The following sections describe special, type-specific accessors. They are useful for low level operations, but very often can be avoided by using higher level API described later. For example instead of using the node->next field in a list or addressing from row;col loops in a table, the iterator API can visit each child of a node regardless of the node type. When seeking a node or descending the tree, the path API is the type-independent generic way.

4.8.1. list

Calls lht_err_t lht_dom_list_append() and lht_dom_list_insert() are provided for growing lists. Counting the number of elements on a list is done by int lht_dom_list_len(). There is no type-independent API for these.

Looking up children nodes can be done using the higher level path API, or the list-specific calls lht_tree_list_nth(), lht_tree_list_nthname().

Deleting/detaching/unlinking/replacing children can be done by the generic API or by lht_tree_list_del_nth, lht_err_t lht_tree_list_del_child, lht_tree_list_detach_nth, lht_err_t lht_tree_list_detach_child, lht_tree_list_replace_child.

4.8.2. hash

Inserting a node in a hash is done using lht_dom_hash_put(). Children nodes can be counted by lht_tree_hash_len(). There is no high level equivalent for these calls.

Looking up a node in a hash, by name is possible using lht_dom_hash_get() or by using the path API.

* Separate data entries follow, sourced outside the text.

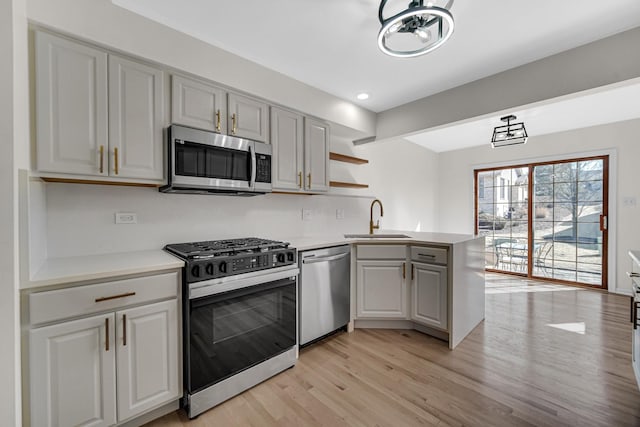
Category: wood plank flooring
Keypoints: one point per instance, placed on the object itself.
(514, 369)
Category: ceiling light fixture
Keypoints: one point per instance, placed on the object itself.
(416, 21)
(509, 134)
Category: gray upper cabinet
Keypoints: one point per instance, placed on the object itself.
(71, 107)
(300, 152)
(90, 122)
(287, 133)
(136, 113)
(198, 104)
(205, 106)
(248, 118)
(316, 155)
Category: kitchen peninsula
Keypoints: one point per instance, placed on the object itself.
(431, 282)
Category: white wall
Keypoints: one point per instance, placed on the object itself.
(80, 218)
(102, 22)
(456, 180)
(405, 178)
(14, 146)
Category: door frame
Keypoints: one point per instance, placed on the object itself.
(609, 191)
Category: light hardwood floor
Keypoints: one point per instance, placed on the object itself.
(514, 369)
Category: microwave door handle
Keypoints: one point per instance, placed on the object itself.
(252, 166)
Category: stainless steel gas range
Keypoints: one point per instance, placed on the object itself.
(240, 316)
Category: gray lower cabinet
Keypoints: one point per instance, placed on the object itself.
(381, 288)
(120, 360)
(429, 295)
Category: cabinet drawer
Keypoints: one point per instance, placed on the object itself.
(50, 306)
(381, 252)
(429, 255)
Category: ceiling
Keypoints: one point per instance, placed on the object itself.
(331, 44)
(596, 107)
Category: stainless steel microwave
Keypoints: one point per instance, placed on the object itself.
(203, 162)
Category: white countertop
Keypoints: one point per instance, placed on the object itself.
(317, 242)
(57, 271)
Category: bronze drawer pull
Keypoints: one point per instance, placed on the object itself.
(128, 294)
(106, 331)
(124, 329)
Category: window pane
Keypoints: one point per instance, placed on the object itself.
(565, 172)
(590, 170)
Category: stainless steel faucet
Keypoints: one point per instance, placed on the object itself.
(377, 226)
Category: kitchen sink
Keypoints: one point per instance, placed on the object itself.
(376, 236)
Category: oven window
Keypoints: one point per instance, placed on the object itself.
(212, 162)
(236, 330)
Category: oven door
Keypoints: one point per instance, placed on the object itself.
(234, 330)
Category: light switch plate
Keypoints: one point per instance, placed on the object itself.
(126, 218)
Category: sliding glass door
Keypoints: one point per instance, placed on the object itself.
(546, 220)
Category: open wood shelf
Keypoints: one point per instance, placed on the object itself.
(347, 184)
(347, 159)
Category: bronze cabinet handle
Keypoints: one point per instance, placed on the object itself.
(124, 329)
(128, 294)
(115, 155)
(102, 159)
(106, 331)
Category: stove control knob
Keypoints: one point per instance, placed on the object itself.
(195, 271)
(210, 269)
(222, 267)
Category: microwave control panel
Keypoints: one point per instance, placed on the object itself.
(263, 168)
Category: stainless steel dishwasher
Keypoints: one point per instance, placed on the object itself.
(323, 291)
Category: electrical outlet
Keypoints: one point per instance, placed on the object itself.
(126, 218)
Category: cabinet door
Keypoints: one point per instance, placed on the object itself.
(71, 107)
(316, 153)
(248, 118)
(72, 371)
(429, 295)
(286, 140)
(148, 370)
(381, 289)
(136, 116)
(198, 104)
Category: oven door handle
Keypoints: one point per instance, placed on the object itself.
(312, 260)
(231, 283)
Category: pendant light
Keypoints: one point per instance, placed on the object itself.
(509, 134)
(415, 31)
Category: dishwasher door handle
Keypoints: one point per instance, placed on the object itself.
(312, 260)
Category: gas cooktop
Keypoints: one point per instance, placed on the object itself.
(220, 258)
(229, 247)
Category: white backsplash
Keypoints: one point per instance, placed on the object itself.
(81, 218)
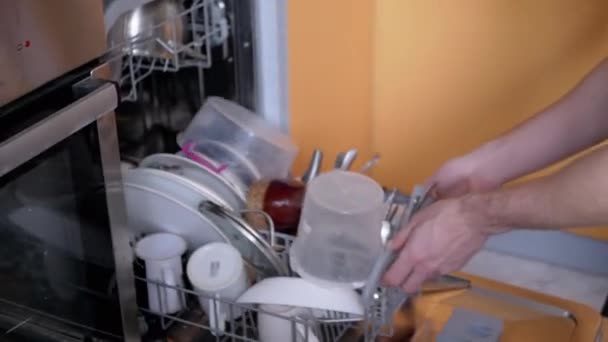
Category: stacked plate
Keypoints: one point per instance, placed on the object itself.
(172, 193)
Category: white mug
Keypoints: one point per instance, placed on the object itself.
(275, 323)
(217, 271)
(162, 254)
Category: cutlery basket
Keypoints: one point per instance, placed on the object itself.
(192, 324)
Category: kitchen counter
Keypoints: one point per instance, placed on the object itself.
(427, 315)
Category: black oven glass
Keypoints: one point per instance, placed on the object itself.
(56, 259)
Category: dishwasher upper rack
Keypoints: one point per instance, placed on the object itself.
(205, 25)
(328, 327)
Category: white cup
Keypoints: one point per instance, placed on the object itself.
(162, 254)
(217, 271)
(275, 323)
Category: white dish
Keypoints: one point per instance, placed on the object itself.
(226, 175)
(151, 211)
(299, 292)
(236, 162)
(175, 186)
(191, 170)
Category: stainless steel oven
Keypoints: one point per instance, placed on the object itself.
(66, 126)
(65, 260)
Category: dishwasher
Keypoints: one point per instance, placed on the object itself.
(78, 116)
(235, 50)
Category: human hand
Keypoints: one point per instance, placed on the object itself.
(461, 176)
(440, 239)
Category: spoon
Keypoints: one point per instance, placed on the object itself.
(339, 160)
(314, 167)
(370, 163)
(349, 159)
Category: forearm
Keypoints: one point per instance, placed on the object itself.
(577, 121)
(576, 196)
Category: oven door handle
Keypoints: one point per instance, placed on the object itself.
(101, 98)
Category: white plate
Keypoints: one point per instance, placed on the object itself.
(302, 293)
(151, 211)
(239, 164)
(226, 175)
(189, 169)
(175, 186)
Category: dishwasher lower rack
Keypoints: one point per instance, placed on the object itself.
(192, 323)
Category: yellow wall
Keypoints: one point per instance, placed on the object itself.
(421, 81)
(330, 63)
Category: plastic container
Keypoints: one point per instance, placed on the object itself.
(339, 237)
(232, 135)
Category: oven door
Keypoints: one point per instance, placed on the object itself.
(65, 260)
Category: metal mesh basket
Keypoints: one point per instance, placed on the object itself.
(193, 324)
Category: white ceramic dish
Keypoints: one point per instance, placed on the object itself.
(151, 211)
(191, 170)
(299, 292)
(226, 175)
(178, 187)
(236, 162)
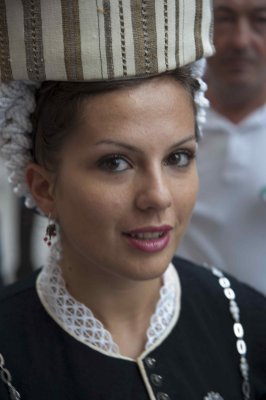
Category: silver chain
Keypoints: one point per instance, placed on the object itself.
(238, 330)
(7, 379)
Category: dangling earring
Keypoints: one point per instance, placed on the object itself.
(50, 231)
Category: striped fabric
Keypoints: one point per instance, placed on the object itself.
(101, 39)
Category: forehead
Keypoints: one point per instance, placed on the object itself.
(240, 5)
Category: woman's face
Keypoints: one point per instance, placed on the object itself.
(127, 181)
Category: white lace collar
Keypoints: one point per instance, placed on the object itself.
(78, 320)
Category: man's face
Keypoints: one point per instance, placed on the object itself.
(240, 41)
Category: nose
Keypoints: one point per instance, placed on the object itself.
(154, 192)
(242, 34)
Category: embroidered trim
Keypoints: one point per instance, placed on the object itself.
(165, 11)
(145, 36)
(123, 41)
(237, 328)
(78, 320)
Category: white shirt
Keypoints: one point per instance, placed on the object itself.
(228, 226)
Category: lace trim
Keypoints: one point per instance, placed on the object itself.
(78, 320)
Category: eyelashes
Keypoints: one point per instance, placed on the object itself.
(116, 163)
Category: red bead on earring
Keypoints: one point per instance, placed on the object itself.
(50, 232)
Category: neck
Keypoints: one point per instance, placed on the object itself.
(236, 104)
(123, 306)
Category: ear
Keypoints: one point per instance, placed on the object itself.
(41, 185)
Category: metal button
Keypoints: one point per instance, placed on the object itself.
(238, 330)
(163, 396)
(229, 293)
(224, 282)
(241, 346)
(156, 379)
(150, 362)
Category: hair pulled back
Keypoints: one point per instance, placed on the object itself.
(59, 104)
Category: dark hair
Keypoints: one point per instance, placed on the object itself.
(58, 105)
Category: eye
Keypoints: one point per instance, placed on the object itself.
(114, 163)
(181, 158)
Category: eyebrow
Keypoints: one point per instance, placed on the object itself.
(136, 149)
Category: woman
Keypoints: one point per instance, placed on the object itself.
(110, 317)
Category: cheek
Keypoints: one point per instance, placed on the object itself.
(186, 195)
(81, 206)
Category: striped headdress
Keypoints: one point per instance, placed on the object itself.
(100, 39)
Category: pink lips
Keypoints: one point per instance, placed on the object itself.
(149, 239)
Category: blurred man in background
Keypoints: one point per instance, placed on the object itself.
(228, 227)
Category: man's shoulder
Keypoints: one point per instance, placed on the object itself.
(207, 279)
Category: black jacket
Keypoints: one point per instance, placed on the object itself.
(198, 357)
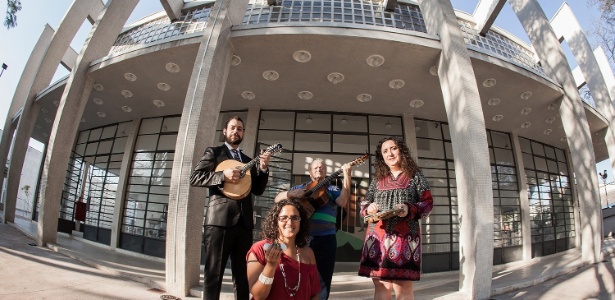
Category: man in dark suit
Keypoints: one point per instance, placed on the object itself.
(228, 222)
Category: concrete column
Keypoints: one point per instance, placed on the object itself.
(524, 201)
(120, 194)
(410, 135)
(248, 145)
(18, 157)
(555, 65)
(196, 132)
(605, 69)
(470, 148)
(565, 25)
(19, 99)
(70, 110)
(575, 201)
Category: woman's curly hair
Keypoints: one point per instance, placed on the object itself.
(408, 165)
(270, 224)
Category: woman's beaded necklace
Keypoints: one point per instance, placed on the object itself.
(292, 291)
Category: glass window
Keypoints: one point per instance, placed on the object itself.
(312, 142)
(313, 121)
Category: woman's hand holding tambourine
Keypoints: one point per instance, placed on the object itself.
(372, 209)
(404, 207)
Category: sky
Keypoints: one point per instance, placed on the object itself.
(17, 43)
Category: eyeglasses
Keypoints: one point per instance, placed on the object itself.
(286, 218)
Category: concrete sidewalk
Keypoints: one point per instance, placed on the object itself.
(120, 265)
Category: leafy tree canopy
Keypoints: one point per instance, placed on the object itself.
(12, 7)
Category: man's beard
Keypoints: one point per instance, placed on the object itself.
(235, 142)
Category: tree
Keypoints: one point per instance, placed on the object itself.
(604, 29)
(12, 7)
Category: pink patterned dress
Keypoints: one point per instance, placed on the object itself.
(392, 247)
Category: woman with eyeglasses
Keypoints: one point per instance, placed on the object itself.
(281, 265)
(398, 196)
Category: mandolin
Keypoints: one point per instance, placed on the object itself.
(241, 188)
(316, 194)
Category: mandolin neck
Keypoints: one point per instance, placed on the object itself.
(323, 182)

Deleting/detaching/replacing children can be done by the generic API or by lht_tree_hash_del_child(), lht_tree_hash_detach_child(), lht_tree_hash_replace_child().

4.8.3. table

There is no direct way of inserting nodes in a table. Instead, a row or column of anonymous empty strings can be inserted using lht_tree_table_ins_row() and lht_tree_table_ins_col() then any empty (or non-empty) cell can be replaced using the generic lht_tree_replace() (after looking up the node pointer of the cell).

It is possible to delete a whole row or column using lht_tree_table_del_row() and lht_tree_table_del_col(). When a single cell is deleted using lht_tree_del() it is replaced by the anonymous empty string.

Looking up the node pointer of a cell can be done by the path API or by lht_dom_table_cell() and lht_tree_table_named_cell().

4.9. node replace

Any node of a tree can be replaced with a detached node using lht_tree_replace(). The replace operation detaches the original node from the tree (and its document) and links the new node in place. The detached old node (and subtree) becomes floating and shall be destroyed (or inserted in another document) by the caller.